Zbiór rozpoczyna przewrotny Kosztowny błąd z jakże charakterystycznym dla Jacka Skowrońskiego (Mucha) poczuciem humoru. Muszę przyznać, że o ile w dłuższej powieści ten rodzaj żartu trochę mnie nużył, to w opowiadaniu sprawdził się znakomicie. Rzeczywistość ujęta jest w cudzysłów, a realia nie rozwiewają uspokajającej mgiełki niezwykłości. Autor podejmuje intrygującą grę z czytelnikiem, grę pełną ironii i humoru słownego. Opowiadanie trochę przypomina publikowane kiedyś w prasie kryminalne nowelki Z teki Alfreda Hitchcocka.
Cztery ściany Agnieszki Piotra Schmandta (retro kryminały z inspektorem Braunem) to swoisty spacer pod rękę z żeńską wersją słynnego Adriana Monka. Zespół zaburzeń obsesyjno-kompulsywnych w natarciu.
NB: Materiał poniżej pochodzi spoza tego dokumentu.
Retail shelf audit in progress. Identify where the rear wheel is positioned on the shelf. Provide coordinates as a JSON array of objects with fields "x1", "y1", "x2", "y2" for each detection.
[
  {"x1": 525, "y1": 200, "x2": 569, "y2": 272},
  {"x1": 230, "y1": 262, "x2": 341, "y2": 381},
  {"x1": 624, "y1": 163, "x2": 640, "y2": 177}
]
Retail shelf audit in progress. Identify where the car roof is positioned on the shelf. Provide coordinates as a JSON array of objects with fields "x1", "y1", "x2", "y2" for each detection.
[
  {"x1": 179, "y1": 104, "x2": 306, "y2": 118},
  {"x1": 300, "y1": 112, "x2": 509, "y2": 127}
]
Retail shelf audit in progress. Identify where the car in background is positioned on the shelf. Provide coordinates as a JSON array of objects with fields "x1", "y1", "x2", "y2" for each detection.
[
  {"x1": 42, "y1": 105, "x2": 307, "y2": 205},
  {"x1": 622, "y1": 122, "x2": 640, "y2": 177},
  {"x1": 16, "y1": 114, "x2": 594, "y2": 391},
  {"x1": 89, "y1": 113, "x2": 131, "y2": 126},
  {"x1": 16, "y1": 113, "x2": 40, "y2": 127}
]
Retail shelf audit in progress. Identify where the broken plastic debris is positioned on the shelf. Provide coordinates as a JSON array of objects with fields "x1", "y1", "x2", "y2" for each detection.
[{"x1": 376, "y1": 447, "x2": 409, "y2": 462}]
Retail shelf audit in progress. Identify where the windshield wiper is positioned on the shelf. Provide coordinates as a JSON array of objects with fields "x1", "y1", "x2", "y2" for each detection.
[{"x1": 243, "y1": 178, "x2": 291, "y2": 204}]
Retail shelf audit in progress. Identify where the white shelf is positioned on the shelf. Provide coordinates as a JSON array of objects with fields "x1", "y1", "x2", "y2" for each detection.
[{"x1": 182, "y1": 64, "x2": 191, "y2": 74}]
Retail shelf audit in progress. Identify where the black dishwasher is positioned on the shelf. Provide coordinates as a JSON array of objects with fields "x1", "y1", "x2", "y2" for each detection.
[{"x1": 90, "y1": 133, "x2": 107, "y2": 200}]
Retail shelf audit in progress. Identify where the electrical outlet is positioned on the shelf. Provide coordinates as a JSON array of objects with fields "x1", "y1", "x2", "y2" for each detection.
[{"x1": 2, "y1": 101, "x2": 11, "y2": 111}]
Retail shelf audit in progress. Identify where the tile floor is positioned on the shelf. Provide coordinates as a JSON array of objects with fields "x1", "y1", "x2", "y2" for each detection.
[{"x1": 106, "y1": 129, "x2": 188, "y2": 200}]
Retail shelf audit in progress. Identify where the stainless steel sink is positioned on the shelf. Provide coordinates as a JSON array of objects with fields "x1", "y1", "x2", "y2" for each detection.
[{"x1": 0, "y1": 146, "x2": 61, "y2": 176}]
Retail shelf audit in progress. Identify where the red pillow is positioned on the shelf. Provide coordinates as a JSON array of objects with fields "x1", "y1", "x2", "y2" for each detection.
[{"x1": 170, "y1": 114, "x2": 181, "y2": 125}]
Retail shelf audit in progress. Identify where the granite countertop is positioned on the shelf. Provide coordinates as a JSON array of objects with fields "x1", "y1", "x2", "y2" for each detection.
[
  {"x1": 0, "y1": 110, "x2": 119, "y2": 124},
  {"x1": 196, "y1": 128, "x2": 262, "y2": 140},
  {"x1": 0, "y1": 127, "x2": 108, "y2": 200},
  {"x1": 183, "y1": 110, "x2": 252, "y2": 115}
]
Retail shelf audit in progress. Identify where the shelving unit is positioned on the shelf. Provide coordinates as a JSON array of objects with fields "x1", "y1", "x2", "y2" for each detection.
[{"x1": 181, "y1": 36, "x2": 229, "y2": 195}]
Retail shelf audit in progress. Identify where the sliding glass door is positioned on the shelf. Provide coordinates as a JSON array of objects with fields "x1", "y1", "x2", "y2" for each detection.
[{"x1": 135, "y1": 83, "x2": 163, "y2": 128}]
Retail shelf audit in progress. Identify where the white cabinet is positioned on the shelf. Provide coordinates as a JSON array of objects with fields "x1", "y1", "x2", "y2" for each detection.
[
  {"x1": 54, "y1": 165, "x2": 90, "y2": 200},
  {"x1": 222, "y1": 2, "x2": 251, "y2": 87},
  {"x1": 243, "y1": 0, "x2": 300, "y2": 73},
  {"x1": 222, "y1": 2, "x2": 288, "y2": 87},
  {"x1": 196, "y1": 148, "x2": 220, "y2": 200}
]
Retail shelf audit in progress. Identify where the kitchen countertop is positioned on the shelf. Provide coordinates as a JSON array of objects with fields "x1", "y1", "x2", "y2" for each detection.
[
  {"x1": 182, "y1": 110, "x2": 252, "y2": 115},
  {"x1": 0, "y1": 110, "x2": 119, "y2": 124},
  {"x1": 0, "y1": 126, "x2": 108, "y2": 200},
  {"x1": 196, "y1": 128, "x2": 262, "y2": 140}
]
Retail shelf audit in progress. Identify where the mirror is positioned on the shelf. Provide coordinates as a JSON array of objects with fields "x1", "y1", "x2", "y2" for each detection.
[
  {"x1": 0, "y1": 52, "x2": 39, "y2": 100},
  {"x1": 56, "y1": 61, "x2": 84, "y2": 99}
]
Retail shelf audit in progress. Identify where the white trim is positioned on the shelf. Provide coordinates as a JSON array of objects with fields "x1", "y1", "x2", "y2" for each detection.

Z nauczycielką-pedantką zostajemy zamknięci w klaustrofobicznej przestrzeni myśli i emocji. Gęsta atmosfera niepokoju, podejrzliwości i cierpienia otacza nas szczelnie, a paranoja towarzyszy jak ukochany piesek, choć bez radosnego merdania ogonem.
Blondynki Katarzyny Rogińskiej to wizyta w bardzo dziwnej rodzinie. Nie wiemy, co jest prawdą, co kłamstwem, co świadomym lub nieświadomym zmyśleniem. Kłania się nisko schizofrenia paranoidalna.
Wspomniana już Kraina czarów Alicji Nowak Ewy Ostrowskiej nie jest opowiadaniem kryminalnym sensu stricto. To przejmująca historia dziecka niekochanego i maltretowanego. Świat widzimy jego oczami. Styl opowiadania jest odmienny od obecnego w pozostałych utworach. Autorka buduje rozbudowane zdania, nie korzysta z klasycznych dialogów, posługuje się opisem i strumieniem myśli bohaterki.
Adrianna Ewa Stawska w Martwej kawce opowiada historię miłości, tej przebrzmiałej i tej zazdrosnej. Zbrodnia w bibliotece Katarzyny Gacek to z kolei klasyczna intryga z klasycznym tematem: zemsta zdradzanego męża. To się nigdy nie starzeje.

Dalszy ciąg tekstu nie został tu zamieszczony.